ערב שבת קודש פר' משפטים תשע"ד
Arutz 7: 10,000 Sign Petition for Nobel Prize-Winner's Presidency Bid
Nobel Laureate, Chemistry
Tova Dvorin, January 21, 2014
Rise of the unlikely candidate: Maariv reports Tuesday that 10,000 people have already signed a petition nominating Nobel Laureate Daniel Shechtman for the next presidential elections.
The explanatory note to the petition, which was posted on Atzuma (the Israeli equivalent of change.org) by the site's owners, states that the move was a necessary one for the nomination, which also requires the backing of at least 10 Knesset members.
|Dan Shechtman with a scanning|
transmission electron microscope.
(Photo Credit: Bob Elbert)
The initiative received a bigger boost after Shechtman's interview Sunday with Channel 10, according to Maariv.
During the interview, Shechtman reflected, "I do a lot for the State of Israel and its citizens in the Diaspora [. . .] I think that the position of President would give me far more influence than I have now."
He stated that he would not be joining a political party for now, citing the need to be "a man of the people" rather than subscribe to a particular agenda. The Laureate also stressed that his first priority would be improving Israel's education system.
|Dan Shechtman explaining his Nobel Prize-winning theory to Prime Minister Benjamin Netanyahu.|
(Photo Credit: Amos Ben Gershom/GPO/Flash 90)
Shechtman was awarded the Nobel Prize for Chemistry in 2011 for his discovery of quasicrystals, or the fact that atoms in a crystal are capable of being formed in a way that does not involve a repetitive pattern. While he does not have a political background, he explained during his announcement his belief that his problem-solving skills might better the State of Israel.
|President Shimon Peres|
Peres has rejected the reports, declaring in an interview that he will end his term as scheduled next summer.
Other names which have already been mentioned as potential presidential candidates are Minister Silvan Shalom (Likud), MK Reuven Rivlin (Likud) and MK Binyamin Ben-Eliezer (Labor). The recent poll indicated that should Peres not seek a second term, Rivlin was the most favored candidate among the Israeli public.
Esser Agaroth (2¢):
Well, on one hand, how could he possible do any worse than previous presidents who have remained silent when should not have, like Moshe Katzav, or who have opened their mouths when they should have remained silent, like Shimon Peres?
Of course, someone should mention to Dan Schechtman that the role of the Israeli President is an a-political one, and not to rely on the incumbent president as an example.

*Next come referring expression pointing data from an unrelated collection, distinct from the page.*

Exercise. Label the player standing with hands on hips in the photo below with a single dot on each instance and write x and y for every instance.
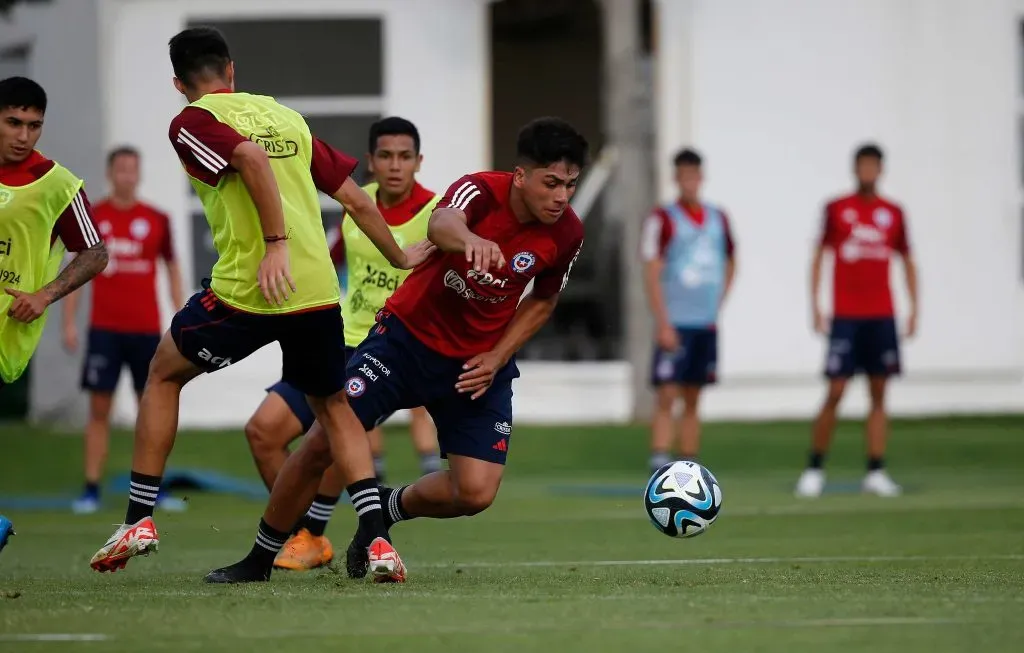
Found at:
(862, 230)
(257, 169)
(689, 265)
(43, 214)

On the other hand, Rivlin sounds like a good, possible choice. And, I don't care what Shimon Peres says now. Do NOT count him of the running just yet....
Still on the other hand, how about voting in an authentically Jewish government all together? You know, one with a King (or real Nassi), a Sanhedrin, and local Batei Din (Rabbinical Courts).
Too innovative? Too much rocking of the boat? Too bad.